Ahmose Pennechbet has left a rather extensive autobiography in his rock tomb at Elkab. This autobiography was obviously written briefly after the death of Hatshepsut, thus, directly after the start of the autocracy of Thutmosis III. In this autobiography he praises himself to have served under 4 kings:

"I have accompanied the kings of Upper and Lower Egypt, the Gods (= the deceased kings), under which I have lived, on their campaigns to the southern and northern foreign countries, to any place they have gone, the king of Upper and Lower Egypt " Neb-pehti-Ra" (Ahmose I), the blessed one, the king of Upper and Lower Egypt "Djeser-ka-Ra" (Amenhotep I), the blessed one, the king of Upper and Lower Egypt "Aa-cheper-ka-Ra "(Thutmosis I) the blessed one, the king of Upper and Lower Egypt "Aa-cheper-en-Ra" (Thutmosis II) the blessed ones, up to this good God, the king of Upper and Lower Egypt, "Men-cheper-Ra" (Thutmosis III), who may live forever."

Due to this  autobiography he fought with Ahmes I in Syria, with Amenhotep I in Nubia and probably in Libya, with Thutmosis I again in Nubia and against Naharina, and with Thutmosis II against nomads (probably Bedouins from the southern Palestine). 

Furthermore, he says::

"I have also been in the favor of the God's wife, the great royal wife "Maat-ka-Ra" (Hatshepsut), the blessed one; I was the tutor of her great daughter, the king's daughter, Neferu-Ra, the blessed one, when she had been an infant."
(quoted after Dorman, 1988, Grimm, Schoske, 1999).

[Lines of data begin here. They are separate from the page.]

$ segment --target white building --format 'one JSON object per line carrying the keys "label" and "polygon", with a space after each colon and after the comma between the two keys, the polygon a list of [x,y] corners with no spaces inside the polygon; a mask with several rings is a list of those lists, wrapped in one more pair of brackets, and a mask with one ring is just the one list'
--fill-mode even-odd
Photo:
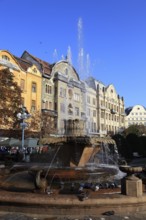
{"label": "white building", "polygon": [[135,105],[125,109],[125,127],[130,125],[145,125],[146,126],[146,109],[142,105]]}

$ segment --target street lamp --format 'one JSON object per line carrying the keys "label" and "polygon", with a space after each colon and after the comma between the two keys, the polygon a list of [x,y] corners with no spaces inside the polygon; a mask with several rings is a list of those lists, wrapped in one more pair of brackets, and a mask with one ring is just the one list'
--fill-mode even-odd
{"label": "street lamp", "polygon": [[[21,152],[23,153],[24,150],[24,130],[27,127],[27,123],[25,122],[26,119],[30,118],[31,115],[26,110],[26,107],[22,107],[21,112],[17,114],[17,118],[21,120],[20,126],[22,128],[22,145],[21,145]],[[25,160],[25,154],[23,155],[23,159]]]}

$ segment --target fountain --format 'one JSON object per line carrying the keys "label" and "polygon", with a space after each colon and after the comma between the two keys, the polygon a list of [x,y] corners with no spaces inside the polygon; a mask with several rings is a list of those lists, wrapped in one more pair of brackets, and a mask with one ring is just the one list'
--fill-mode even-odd
{"label": "fountain", "polygon": [[136,174],[141,173],[143,168],[140,166],[132,167],[128,165],[121,165],[119,169],[127,174],[127,176],[121,180],[122,194],[136,197],[142,196],[142,180],[139,179]]}

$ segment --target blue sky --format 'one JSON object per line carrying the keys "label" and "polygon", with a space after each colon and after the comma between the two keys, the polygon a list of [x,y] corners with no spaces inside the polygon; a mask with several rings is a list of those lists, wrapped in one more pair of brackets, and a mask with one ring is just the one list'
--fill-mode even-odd
{"label": "blue sky", "polygon": [[0,0],[0,9],[0,49],[49,63],[68,53],[81,78],[146,107],[145,0]]}

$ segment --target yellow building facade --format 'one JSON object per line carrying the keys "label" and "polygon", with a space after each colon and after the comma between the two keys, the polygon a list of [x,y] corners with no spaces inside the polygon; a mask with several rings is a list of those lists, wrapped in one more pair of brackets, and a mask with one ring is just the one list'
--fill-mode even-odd
{"label": "yellow building facade", "polygon": [[42,76],[37,67],[6,50],[0,50],[0,70],[5,68],[14,74],[14,81],[22,90],[22,105],[29,112],[40,111]]}

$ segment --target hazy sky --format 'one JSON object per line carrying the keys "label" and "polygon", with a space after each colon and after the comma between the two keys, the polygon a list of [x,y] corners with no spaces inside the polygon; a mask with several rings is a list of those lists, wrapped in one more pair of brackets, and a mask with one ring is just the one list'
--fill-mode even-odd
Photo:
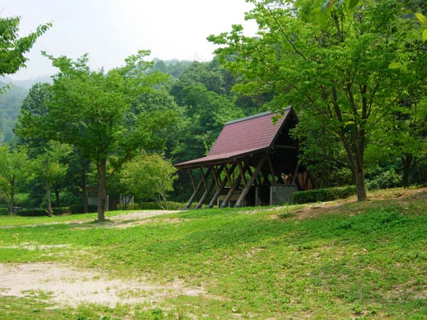
{"label": "hazy sky", "polygon": [[20,34],[41,23],[53,26],[27,55],[27,68],[10,75],[23,80],[55,73],[40,52],[75,58],[88,53],[93,68],[123,64],[139,49],[151,58],[208,60],[215,46],[206,38],[243,24],[253,34],[255,23],[244,21],[251,9],[245,0],[6,0],[1,16],[20,16]]}

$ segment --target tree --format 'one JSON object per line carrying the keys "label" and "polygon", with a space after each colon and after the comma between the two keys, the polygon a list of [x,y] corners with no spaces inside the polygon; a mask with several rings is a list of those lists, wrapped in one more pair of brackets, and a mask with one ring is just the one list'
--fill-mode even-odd
{"label": "tree", "polygon": [[0,190],[9,200],[9,213],[11,215],[17,188],[32,178],[26,149],[11,149],[9,144],[0,145]]}
{"label": "tree", "polygon": [[138,149],[162,149],[164,142],[157,134],[173,121],[169,111],[131,112],[137,97],[167,79],[157,72],[144,73],[152,65],[144,60],[149,54],[139,51],[127,58],[125,66],[105,73],[91,70],[87,55],[73,61],[45,53],[59,69],[53,78],[46,123],[58,141],[75,146],[95,163],[99,221],[105,220],[107,165],[114,174]]}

Ahmose Pennechbet enumerates in his biography only the legitimate order of the kings, the illegitime king Hatshepsut who died shortly before is mentioned only with  her titles "God's Wife of Imen" and "Great Wife of the King". Suddenly, the king Hatshepsut, whom he had served a long time, did not exist any longer.

Enumerating the legitimate predecessors of Thutmosis III (see also Tyldesley, Meyer) possibly points already towards the reason for the persecution of  "Maat-ka-Ra" Hatshepsut (s. also "End and Persecution" of Hatshepsut). 

Destroying her monuments and cartouches as well as replacing her name by his own or those of his father and grandfather proves Thutmosis III as a direct and legitimate successor in the male line of the Thutmosid kings - probably more a political necessity (all had no royal blood) than a personal revenge!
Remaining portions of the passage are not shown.